As for your second question, I could point you in the direction of engaging with your MP as I have done but I am not sure that would be satisfactory for you either.
The Dutch "stop the Kindemoort" campaign effective as it was, was a long haul and is where we find ourselves now. Shouting down the constructive efforts of others though unfortunately is not going to help anyone.
A national hub, independent of LCC, showing what various organisations and companies have as their 'space' policy and/or manifesto:
Space For Cycling.
Schrödinger's Cat (@alternativeDfT) put out an article today titled, "Space for Cycling and Childhood Freedom" which argues, like other comments made here, that 'Space for Cycling' isn't enough to capture the public's eye; instead children need to be engaged, which will get parents (and thus the general public) rallying around...
For example, here's media reporting on a drink driving campaign - the police have supported children to get their message out: "Pupils get their beer goggles on"

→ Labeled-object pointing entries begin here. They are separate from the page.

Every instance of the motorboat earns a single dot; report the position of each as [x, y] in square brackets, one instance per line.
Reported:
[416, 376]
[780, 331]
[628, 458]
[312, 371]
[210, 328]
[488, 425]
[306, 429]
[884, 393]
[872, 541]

Organistaions like LCC are charities that rely on members and donations to exist. With that in mind, printing stickers without their name on would be pretty dumb. I only joined when I found out they existed. Before that, I didn't know there was anyone fighting my corner.
I really want to know what "Space for Cycling" actually means. If it's about 3' wide strips of blue paint then it isn't good enough. Show me the maps and diagrams of what this 'space' constitutes, where is should be and how it would help, then I might be able to get behind the campaign more.
Interesting comment, what's the actual story behind it?
Just their attitude on Twitter when it was suggested that someone should do Space4Cycling stickers that didn't have "London Cycling Campaign" on them for use outside of London. It was basically 'why wouldn't we want our logo on it, we deserve the credit'.
Given that the general vibe of the Space4Cycling campaign in Manchester and Birmingham was people coming together under one banner they came across as a bit divisive to me and others.
They should rename themselves Space4Cycling4London.
They don't appear to be overly supportive of the idea of other city's Space4Cycling campaigns.
I'm not sure that's true - Greater Manchester Cycling Campaign could be heard thanking LCC for their help/advice in the build-up to their Manchester ride last month. And there's been lots of discussion about Manchester and Birmingham space for cycling protests on the LCC twitter account too.
I'm an LCC member and i'D encourage them to make it as big as possible - the UK needs a strong voice
GMCC probably have lots of praise for LCC, and rightly so, it just left a sour taste when they appeared to get shirty about removing the LCC 'branding' from the Space4Cycling stickers.